Section: Opinion

Editors’ Corner: On the NCAs

By Annie Sheslow

Sure, the reinforced hot drink cups in Peirce are sturdier than the walls of my home-sweet-home North Campus Apartment 11C. And yes, to plug something in, I have to summon the strength of Thor to get the stubborn outlets to accept the prongs. However, the shoddy construction is not what worries me about the future of the NCAs.

My mom once quipped that I should savor the NCA experience because it is the nicest house I’ll have for a while. I then realized that NCAs are training wheels for adulthood. The NCA lifestyle teaches us not to leave broccoli in the fridge until it releases a terrifying gassy smell. Maybe we learn to vacuum when the carpet has amassed enough Middle Path rocks to make alumni outraged at the idea of paving it. But the fact that we get toilet paper delivered weekly is enough to dispel any illusions of independent apartment living.
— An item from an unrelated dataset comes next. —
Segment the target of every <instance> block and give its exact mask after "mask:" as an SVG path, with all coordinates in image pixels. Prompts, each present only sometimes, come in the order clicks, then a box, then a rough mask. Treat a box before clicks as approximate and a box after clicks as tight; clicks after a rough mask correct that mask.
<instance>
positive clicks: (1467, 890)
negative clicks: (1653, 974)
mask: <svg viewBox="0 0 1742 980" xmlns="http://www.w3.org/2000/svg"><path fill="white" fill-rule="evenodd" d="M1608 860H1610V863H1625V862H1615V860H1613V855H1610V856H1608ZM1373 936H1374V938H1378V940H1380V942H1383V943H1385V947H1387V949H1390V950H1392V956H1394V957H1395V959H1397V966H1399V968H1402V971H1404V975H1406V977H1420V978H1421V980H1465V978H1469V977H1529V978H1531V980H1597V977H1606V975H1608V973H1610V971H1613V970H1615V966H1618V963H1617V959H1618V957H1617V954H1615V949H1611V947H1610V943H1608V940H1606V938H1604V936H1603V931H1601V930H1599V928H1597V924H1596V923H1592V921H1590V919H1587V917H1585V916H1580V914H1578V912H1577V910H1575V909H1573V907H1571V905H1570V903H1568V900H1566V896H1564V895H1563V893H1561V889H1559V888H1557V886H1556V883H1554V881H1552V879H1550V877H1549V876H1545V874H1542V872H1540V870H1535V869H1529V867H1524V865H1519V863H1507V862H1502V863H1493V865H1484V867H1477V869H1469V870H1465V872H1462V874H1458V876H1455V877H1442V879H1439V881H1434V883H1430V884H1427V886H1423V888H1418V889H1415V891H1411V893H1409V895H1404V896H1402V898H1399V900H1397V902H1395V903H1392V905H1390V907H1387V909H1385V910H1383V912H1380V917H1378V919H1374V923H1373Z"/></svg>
In our quest to play house, I worry we have become the worst version of adults, shut up in our air-conditioned suburban paradises. South Quad on a sunny April day will be ripe with bad country music, khakied butts in Adirondack chairs and some vicious games of corn hole. By contrast, the few isolated clumps of chatting friends spread out around my NCA loop on the last warm Saturday seemed cliquey and pathetic. Though it’s probably the three-weeks-left sentimental senior stupor talking, I hope that in the long run, the NCAs don’t rupture the sense of community that was the purpose of requiring on-campus housing in the first place.